A long and grinding road

There are no short cuts to finding the balance between transparency and liquidity in the fixed income markets, but at least there is road-tested approach from the US that might show the way.

Is a more complete view of market data the answer to concerns about growing illiquidity – and thus higher trading costs – in the fixed income markets?

Wide distribution of multiple price points ought to lead to greater investor confidence, which in turn should result in increased volumes, tighter spreads and lower trading costs. If it were possible to generate a more complete view of market data, it might be possible to offset the reduction in liquidity most expect in response to Basel III’s imposition of tougher capital rules on banks.

But the relationship between transparency and liquidity is a complicated one and varies between asset classes. 

Many fixed income markets are notoriously opaque. That’s not because investors or their intermediaries are shady characters with dubious motives. Far from it. They are simply trying to achieve the best price for their clients when buying or selling an instrument that may not have been traded for days or weeks and as such does not necessarily have a reliable price.

A market source recently quoted to me a research paper from seven years ago which contrasted activity levels in the equity and corporate bond markets. The study cited an equities universe of 9,000 instruments traded 400-600 times a day with a total of 300,000 different corporate bonds, each of which traded on average one and a half times a day.

Even if these figures have since changed (or were only a broad approximation) they still reflect the reality that every bond trader knows: it’s a wonder some fixed instruments ever get traded at all, such is the dearth of information on which to base a trading decision.

Is it possible to increase transparency without damaging liquidity?

The comparatively sedate pace of trading in many fixed income markets compared to say equities is compounded by the lack of a single reliable source of information on trades executed, in Europe at least. The US has TRACE, the Trade Reporting and Compliance Engine, a utility operated by Nasdaq OMX on behalf of the Financial Industry Regulatory Authority.

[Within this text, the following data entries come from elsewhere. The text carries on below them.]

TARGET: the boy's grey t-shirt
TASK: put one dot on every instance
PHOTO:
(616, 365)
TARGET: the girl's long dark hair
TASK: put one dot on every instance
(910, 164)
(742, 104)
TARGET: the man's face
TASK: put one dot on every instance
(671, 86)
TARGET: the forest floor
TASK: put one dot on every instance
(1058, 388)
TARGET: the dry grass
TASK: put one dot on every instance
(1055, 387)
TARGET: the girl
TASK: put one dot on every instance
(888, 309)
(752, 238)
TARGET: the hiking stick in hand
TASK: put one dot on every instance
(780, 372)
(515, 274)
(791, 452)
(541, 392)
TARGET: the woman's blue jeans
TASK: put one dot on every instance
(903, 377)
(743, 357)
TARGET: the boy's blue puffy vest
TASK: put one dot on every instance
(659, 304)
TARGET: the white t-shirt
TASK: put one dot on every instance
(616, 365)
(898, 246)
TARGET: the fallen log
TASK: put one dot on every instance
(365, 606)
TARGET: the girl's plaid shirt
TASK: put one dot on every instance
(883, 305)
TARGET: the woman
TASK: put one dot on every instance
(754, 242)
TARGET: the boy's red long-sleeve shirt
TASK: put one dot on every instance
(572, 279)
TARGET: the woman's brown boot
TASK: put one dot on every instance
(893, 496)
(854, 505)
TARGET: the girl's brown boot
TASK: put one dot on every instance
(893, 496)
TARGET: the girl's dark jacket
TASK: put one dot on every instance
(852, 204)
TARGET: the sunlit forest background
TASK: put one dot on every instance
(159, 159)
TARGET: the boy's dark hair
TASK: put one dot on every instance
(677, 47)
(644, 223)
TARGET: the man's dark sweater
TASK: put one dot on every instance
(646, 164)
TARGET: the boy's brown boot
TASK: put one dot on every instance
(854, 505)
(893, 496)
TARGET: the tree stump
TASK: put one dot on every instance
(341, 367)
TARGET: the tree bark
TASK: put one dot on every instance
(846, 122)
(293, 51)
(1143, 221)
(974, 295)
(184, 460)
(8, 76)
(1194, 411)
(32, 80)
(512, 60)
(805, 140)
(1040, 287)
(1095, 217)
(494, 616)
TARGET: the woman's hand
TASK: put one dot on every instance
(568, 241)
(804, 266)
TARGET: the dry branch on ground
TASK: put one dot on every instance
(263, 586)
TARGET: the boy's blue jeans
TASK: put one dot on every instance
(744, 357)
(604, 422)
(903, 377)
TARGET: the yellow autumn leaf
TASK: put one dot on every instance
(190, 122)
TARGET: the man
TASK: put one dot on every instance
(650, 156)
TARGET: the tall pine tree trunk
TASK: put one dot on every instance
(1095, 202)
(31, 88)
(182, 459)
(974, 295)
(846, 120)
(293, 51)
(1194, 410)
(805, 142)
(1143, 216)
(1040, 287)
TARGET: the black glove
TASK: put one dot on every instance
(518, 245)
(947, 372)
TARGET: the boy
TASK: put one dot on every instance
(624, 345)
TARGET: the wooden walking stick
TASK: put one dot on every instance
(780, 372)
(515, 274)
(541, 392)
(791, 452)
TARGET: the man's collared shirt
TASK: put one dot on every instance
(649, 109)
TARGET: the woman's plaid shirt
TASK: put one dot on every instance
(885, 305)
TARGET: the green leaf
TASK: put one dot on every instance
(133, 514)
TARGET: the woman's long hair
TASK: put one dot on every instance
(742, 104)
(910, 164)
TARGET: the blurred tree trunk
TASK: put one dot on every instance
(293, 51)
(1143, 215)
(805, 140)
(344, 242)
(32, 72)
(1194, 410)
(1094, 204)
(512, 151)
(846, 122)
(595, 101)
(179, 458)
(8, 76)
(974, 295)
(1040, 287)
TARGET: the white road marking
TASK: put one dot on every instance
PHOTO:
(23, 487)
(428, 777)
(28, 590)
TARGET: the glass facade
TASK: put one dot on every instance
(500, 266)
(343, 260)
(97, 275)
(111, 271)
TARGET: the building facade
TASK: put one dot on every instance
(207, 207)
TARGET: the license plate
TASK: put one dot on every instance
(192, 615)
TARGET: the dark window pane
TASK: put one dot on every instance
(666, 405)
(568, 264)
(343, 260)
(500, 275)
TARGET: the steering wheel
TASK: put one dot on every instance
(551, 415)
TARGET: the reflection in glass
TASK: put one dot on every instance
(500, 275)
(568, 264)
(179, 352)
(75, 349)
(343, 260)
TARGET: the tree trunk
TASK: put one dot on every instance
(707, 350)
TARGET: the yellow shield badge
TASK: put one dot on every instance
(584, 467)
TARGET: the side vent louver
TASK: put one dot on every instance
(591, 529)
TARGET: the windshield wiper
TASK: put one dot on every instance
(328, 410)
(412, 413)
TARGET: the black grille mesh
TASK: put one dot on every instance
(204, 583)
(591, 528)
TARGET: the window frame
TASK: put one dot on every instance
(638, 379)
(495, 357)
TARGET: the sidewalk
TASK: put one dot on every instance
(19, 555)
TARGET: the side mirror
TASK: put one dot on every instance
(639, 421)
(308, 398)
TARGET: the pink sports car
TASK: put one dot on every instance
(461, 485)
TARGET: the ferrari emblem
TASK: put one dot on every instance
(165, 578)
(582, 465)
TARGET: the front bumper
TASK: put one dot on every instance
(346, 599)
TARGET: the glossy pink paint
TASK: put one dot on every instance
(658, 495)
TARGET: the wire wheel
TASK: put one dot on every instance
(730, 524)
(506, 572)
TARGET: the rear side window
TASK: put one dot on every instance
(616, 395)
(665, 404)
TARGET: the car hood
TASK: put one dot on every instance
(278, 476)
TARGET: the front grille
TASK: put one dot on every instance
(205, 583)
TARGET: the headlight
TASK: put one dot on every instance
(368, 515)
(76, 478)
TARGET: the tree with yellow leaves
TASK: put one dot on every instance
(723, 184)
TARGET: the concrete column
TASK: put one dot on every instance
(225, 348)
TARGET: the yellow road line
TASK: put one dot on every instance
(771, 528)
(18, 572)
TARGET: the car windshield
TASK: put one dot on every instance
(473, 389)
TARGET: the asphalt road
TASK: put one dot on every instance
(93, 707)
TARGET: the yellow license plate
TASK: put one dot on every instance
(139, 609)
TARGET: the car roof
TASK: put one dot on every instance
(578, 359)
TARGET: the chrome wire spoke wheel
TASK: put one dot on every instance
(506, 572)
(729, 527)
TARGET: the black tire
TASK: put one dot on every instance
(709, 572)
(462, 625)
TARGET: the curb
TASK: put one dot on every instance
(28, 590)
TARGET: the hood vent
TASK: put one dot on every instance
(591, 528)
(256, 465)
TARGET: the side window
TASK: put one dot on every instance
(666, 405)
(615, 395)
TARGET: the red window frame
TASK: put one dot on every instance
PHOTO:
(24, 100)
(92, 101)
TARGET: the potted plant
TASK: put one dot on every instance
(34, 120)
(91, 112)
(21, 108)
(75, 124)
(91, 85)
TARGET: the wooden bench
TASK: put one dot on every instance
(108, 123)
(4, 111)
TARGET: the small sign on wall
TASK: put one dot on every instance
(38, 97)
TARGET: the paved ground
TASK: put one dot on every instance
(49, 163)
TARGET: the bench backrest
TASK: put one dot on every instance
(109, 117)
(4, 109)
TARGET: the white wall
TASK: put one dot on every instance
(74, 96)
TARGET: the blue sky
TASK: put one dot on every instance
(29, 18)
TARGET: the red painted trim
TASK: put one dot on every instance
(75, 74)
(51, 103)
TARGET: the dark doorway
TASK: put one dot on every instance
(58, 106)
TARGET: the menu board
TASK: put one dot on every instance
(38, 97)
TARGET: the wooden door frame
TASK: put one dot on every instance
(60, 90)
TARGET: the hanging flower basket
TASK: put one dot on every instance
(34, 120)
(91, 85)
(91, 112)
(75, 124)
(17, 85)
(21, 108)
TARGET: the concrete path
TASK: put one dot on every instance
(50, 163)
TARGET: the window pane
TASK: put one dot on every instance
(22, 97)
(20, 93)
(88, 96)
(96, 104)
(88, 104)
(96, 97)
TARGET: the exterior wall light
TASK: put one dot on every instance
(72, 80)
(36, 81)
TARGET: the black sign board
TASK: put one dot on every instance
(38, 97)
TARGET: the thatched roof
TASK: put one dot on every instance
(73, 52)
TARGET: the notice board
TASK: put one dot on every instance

All regulated firms must report their bond trades to TRACE, but it was a long and grinding road to the current iteration, which many observers now credit for greater liquidity in the US fixed income markets compared to Europe.

MiFID II intends to impose greater transparency on Europe’s fixed income markets in the hope of emulating the achievements of the US. The problem faced by European market participants and regulators is that too much transparency or too fast a migration to a new regime will simply frighten off both buy- and sell-side firms, thereby having the opposite effect from that intended. 

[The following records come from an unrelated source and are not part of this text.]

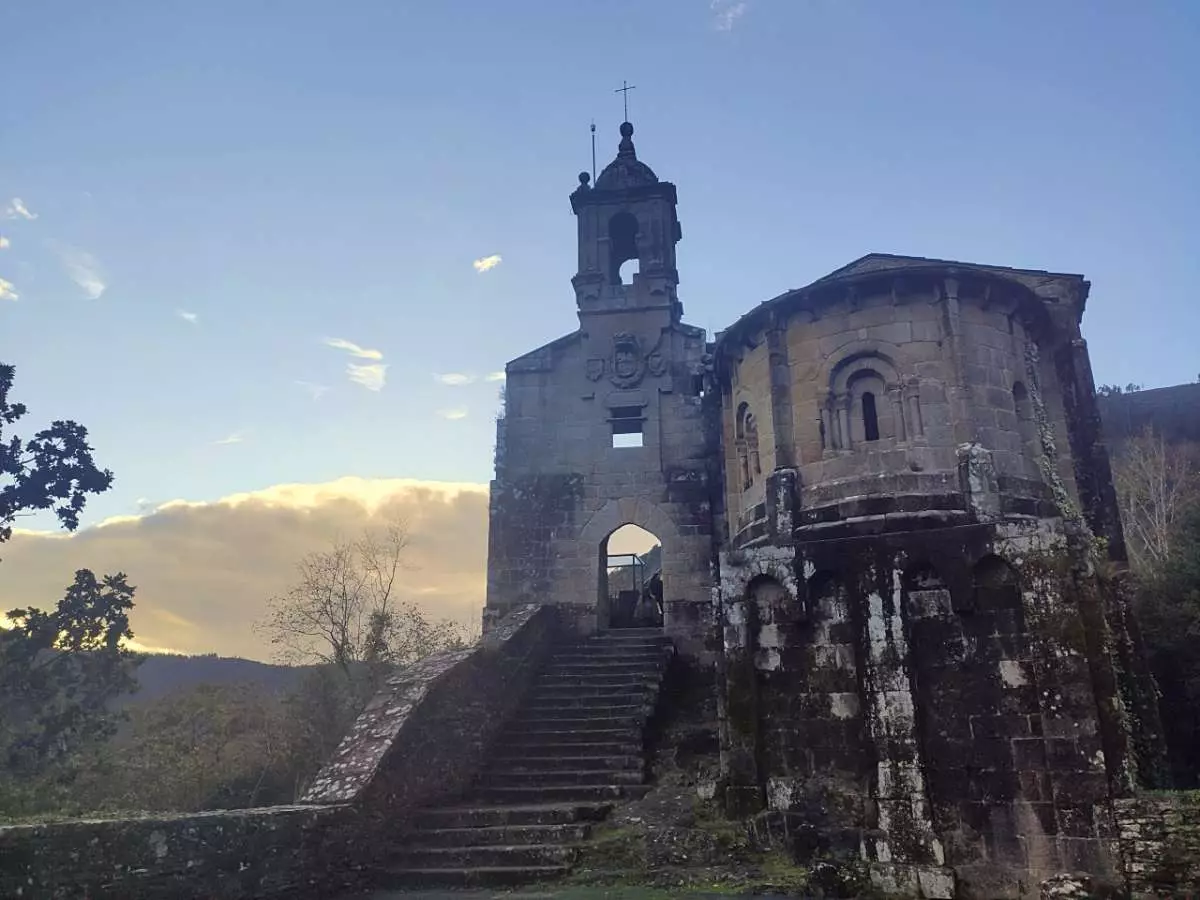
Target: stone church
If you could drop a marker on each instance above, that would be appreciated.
(887, 526)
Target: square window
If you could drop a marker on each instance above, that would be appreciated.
(627, 426)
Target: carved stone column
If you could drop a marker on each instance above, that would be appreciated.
(911, 393)
(780, 395)
(843, 405)
(897, 400)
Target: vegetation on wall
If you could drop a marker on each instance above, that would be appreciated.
(1158, 486)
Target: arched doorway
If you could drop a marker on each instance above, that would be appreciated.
(630, 589)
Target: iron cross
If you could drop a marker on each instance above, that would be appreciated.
(625, 88)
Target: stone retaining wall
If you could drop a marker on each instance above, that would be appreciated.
(275, 851)
(426, 735)
(1161, 844)
(419, 742)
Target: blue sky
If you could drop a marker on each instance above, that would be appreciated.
(294, 172)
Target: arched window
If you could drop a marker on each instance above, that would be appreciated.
(747, 442)
(997, 591)
(870, 419)
(622, 243)
(753, 444)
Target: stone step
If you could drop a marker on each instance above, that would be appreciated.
(649, 670)
(484, 856)
(535, 747)
(553, 778)
(580, 723)
(514, 815)
(598, 679)
(561, 793)
(640, 690)
(609, 652)
(568, 760)
(399, 877)
(561, 731)
(558, 709)
(618, 634)
(502, 835)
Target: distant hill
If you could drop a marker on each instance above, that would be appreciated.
(165, 673)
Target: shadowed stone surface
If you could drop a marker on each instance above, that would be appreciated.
(424, 737)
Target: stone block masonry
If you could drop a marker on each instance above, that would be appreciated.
(421, 739)
(1161, 844)
(276, 851)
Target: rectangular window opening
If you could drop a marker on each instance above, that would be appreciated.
(627, 426)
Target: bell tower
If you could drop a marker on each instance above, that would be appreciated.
(628, 227)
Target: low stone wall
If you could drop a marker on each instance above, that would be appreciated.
(420, 741)
(275, 851)
(426, 735)
(1161, 844)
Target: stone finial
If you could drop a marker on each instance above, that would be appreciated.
(627, 142)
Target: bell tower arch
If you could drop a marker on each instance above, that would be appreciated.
(606, 425)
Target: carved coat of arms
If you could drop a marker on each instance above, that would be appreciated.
(628, 361)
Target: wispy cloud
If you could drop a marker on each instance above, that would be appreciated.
(485, 264)
(352, 348)
(371, 376)
(84, 270)
(16, 208)
(315, 390)
(727, 12)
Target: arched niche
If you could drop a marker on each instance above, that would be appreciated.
(868, 405)
(630, 579)
(605, 523)
(745, 441)
(622, 243)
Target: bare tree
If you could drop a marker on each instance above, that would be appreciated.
(343, 610)
(1157, 483)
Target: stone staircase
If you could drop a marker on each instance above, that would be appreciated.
(575, 749)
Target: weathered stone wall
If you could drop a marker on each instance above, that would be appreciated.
(1173, 412)
(1161, 844)
(425, 736)
(421, 739)
(933, 694)
(562, 485)
(949, 358)
(281, 851)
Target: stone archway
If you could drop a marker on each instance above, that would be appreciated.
(610, 517)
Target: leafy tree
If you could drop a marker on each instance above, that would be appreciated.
(52, 471)
(1157, 484)
(1111, 390)
(209, 747)
(1169, 613)
(59, 673)
(342, 616)
(342, 610)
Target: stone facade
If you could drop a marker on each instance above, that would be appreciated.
(1161, 844)
(421, 741)
(885, 507)
(633, 375)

In particular, brokers are concerned that a price issued to one client may be regarded as being fit for all under the directive’s current proposals. Although there is a dialogue with regulators about introducing delays in reporting certain types of transactions, there is no consensus yet on which instruments should be protected.

This sounds like an example of regulatory burdens increasing, but the market being left short of the solution it really needs. Or is that too pessimistic?

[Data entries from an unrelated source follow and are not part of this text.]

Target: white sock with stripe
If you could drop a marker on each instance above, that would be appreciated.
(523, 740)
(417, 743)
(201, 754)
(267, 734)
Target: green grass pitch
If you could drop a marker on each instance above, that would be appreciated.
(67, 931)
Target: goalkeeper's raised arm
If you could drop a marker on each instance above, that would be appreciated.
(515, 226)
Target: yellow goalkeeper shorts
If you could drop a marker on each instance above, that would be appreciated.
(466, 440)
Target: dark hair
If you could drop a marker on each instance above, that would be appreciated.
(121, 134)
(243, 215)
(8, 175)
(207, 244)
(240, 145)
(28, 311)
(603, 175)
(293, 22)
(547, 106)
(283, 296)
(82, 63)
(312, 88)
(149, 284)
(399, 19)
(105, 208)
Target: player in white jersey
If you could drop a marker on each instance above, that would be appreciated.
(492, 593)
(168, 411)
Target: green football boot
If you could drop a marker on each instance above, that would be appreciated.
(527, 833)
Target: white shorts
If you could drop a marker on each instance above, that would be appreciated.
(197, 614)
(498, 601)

On the one hand, MiFID’s timetable for introducing a consolidated tape for European fixed income trading seems a little pedestrian: only once it has been proved to be a success in equities will a consolidated tape for bonds get the green light. On the other, new solutions are already emerging to fill the void and at least the problem of incumbent exchanges’ market data revenues will not arise. Moreover, the sheer volume of debt issued by European corporates and governments since the crisis might just concentrate minds on the task at hand.